By Steve Sears

Utah resident, Isaiah Glen Shields, has been walking across the United States for the past 18 months, and recently arrived in New Jersey.
While passing through, he strolled the streets of some of the My Life Publications publication areas, and he met up with some very nice people and beautiful landscape.
According to his Facebook page, Shields passed through Phillipsburg, Hackettstown, Roxbury, Denville, Butler, Pompton Lakes, Riverdale, and Oakland. When contacted by phone, he was on a traffic heavy street in Norwalk, Connecticut, but he had not forgotten stepping through the upper portion of the Garden State.
Shields first entered New Jersey in September by crossing over the Route 22 bridge from Easton, Pennsylvania, and landed in historic Phillipsburg. “I think I had looked at New Jersey on the map to just sort of get the gist of what I was going to be expecting. I guess everybody has a little bit of an inkling of what places look like,” he says. “I’ve never been to India, but when I picture India, I picture the Taj Mahal and crowded streets. I don’t think I’ve ever spent much time in New Jersey, and I saw a picture with a lot of suburban build up. But what I wasn’t really expecting to find was so much nature, and I guess ‘The Garden State’ is a slogan that people haven’t really understood well outside of New Jersey. There’s a lot of really, really beautiful things here.”
Shields’ videos show him walking the industrial area of the city of Phillipsburg, but in contrast also strolling by serene farmlands right off of Route 57 in Washington Township prior to hitting Hackettstown. “No matter where I go, the sunset is visible there if you’re there at sunset, and with the people I met, there’s a lot of value in their story no matter what area it happens to be in,” he says.
“There was no major source of inspiration,” Shields says regarding his reasons to walk across the country. “Everybody has ideas that cross their mind from time to time. Some people have the idea to join a high school football team or to open a popcorn stand, restore an old Corvette in their garage. I was sitting at work one day and I had the idea, got kind of passionate and couldn’t stop thinking about it, and eventually I just left. It was pretty uncomplicated, just really pretty random and arbitrary, and sounded like something I wanted to do.” Shields’ career is what you see. His walk has become a source of revenue on social media for him. “Hopefully I can just keep doing something like this. But prior to me departing, I worked as a corporate finance analyst.”

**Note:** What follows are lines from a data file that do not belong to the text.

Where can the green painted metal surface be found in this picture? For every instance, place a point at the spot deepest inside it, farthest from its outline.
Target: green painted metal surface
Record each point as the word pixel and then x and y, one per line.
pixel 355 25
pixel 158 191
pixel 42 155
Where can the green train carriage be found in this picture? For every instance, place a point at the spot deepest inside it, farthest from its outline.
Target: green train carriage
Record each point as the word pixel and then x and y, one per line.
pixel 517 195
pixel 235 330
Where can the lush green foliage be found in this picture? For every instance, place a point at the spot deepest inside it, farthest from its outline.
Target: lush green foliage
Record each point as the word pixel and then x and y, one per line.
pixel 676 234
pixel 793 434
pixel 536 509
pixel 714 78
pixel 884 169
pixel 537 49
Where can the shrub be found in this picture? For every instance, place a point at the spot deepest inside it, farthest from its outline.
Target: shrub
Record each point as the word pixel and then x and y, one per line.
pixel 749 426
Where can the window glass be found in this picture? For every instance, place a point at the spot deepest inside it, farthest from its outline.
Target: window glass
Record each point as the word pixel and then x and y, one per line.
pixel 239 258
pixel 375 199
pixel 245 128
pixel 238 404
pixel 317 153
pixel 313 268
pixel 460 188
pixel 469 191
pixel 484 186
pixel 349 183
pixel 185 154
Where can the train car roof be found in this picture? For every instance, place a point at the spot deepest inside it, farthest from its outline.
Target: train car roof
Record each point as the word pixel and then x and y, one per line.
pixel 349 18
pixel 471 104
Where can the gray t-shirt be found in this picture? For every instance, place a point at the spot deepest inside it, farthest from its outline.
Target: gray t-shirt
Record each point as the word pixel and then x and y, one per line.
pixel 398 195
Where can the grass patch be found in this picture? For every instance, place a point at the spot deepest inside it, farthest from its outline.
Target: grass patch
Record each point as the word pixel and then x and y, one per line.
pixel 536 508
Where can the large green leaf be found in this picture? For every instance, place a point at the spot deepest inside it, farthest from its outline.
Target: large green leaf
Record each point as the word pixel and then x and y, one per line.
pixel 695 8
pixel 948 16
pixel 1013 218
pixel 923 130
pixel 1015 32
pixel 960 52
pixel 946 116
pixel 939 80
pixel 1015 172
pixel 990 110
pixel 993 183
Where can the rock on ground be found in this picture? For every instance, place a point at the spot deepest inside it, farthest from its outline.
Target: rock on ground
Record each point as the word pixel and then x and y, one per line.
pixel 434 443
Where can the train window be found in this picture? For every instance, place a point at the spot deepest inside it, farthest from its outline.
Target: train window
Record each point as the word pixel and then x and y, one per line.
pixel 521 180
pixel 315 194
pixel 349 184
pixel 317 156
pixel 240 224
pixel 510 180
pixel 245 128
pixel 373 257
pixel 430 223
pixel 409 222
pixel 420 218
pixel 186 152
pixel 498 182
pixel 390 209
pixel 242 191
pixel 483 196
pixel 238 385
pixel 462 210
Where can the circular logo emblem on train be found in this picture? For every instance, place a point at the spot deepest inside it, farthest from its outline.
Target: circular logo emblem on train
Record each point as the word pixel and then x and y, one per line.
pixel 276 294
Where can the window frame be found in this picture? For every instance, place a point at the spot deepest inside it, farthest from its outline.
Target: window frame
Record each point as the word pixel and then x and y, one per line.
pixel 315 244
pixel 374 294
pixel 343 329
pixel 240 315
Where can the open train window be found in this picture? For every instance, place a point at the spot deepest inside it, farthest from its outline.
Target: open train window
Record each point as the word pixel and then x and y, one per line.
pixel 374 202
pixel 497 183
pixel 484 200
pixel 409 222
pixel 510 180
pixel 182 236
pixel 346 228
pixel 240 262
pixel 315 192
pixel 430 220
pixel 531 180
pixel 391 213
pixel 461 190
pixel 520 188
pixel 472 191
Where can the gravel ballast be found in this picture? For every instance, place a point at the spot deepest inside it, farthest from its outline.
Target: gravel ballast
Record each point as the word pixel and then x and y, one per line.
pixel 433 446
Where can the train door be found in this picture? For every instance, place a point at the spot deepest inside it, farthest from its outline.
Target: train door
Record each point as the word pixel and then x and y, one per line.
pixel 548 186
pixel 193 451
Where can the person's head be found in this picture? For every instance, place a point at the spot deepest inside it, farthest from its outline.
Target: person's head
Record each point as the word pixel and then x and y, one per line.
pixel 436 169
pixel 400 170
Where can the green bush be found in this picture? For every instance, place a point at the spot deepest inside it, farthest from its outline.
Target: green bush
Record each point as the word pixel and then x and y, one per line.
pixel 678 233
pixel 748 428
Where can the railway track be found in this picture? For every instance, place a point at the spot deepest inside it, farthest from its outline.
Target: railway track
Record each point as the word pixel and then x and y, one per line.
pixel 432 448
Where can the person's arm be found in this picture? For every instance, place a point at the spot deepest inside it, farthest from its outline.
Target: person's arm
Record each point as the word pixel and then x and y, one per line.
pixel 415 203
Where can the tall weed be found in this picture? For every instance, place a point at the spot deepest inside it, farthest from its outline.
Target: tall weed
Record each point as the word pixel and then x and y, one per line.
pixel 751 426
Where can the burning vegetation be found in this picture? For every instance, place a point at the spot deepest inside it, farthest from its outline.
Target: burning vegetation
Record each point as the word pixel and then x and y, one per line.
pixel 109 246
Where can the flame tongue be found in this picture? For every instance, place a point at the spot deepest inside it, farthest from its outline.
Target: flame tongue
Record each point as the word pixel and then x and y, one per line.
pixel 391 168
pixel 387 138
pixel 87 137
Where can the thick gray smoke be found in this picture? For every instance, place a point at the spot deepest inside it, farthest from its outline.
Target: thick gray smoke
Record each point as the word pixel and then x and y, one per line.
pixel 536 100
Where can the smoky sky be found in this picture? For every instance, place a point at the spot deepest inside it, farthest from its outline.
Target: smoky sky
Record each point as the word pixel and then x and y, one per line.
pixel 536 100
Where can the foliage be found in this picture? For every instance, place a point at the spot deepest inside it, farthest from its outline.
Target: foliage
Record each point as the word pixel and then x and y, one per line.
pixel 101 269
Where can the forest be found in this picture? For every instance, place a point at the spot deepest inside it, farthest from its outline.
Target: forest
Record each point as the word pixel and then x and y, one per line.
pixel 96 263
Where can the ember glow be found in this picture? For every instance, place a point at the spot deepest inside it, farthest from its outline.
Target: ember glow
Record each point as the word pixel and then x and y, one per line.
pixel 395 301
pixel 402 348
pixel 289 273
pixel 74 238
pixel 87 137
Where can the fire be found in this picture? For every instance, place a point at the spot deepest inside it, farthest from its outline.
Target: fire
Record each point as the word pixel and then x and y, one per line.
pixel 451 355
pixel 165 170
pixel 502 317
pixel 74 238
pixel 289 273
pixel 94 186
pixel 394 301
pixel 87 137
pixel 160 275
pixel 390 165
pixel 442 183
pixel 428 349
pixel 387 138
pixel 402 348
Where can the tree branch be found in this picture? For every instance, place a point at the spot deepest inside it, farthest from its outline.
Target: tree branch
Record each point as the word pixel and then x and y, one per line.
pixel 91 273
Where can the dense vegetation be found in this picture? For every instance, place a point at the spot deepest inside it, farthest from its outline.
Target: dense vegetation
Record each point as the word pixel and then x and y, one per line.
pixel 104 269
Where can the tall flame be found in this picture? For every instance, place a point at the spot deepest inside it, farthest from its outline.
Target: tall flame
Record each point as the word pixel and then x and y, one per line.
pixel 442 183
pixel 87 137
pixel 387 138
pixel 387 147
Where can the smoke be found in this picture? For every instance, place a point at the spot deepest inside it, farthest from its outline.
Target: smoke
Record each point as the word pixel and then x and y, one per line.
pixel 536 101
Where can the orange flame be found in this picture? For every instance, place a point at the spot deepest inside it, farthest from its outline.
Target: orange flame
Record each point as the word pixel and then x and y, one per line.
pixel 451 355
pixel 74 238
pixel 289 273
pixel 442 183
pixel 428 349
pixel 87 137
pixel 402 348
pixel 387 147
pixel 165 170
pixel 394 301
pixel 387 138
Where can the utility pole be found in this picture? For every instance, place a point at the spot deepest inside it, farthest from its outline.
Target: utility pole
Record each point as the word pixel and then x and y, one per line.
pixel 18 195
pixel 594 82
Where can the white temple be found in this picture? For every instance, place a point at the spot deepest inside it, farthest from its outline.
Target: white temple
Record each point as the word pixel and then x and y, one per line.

Shields also has created a You Tube channel titled “You Do You.” “I often tell people that in order to be happy, they need to radically change their lifestyle. My core thing I kind of believe is that ‘You Do You’ is supposed to embody is just to act on those things that speak to you most deeply. I just bought a house, graduated college, had a mortgage, and was sort of on a good path for security. But I had this idea that just kept me up at night and really, really spoke to my soul in some way.”
Shields’ ultimate destination is Lubec, Maine, the eastern-most point of the United States, and will eventually commit his travels to a book project.
Shields also discovered that New Jerseyans can be pretty congenial folks, too. “People told me there might be some people who are less interested in my journey while I was in New Jersey, and I’ll just have a bit of an experience there,” he says. “Really, there’s just as many people kind people in New Jersey as anywhere. I had people open their homes to me, I had people letting me stay on their property, and people inviting me in to show me their lives and their lifestyles.”
Shields met one couple who worked for M&M Mars in Hackettstown. “They met me on the streets of Hackettstown,” he explains. “They didn’t really know a lot about me at the time, but they looked me up later. Then, when I was in New York City, they drove out and gave me a tour of the M&M store there in Times Square. You never know what kind of opportunities are going to come when you do something like this.”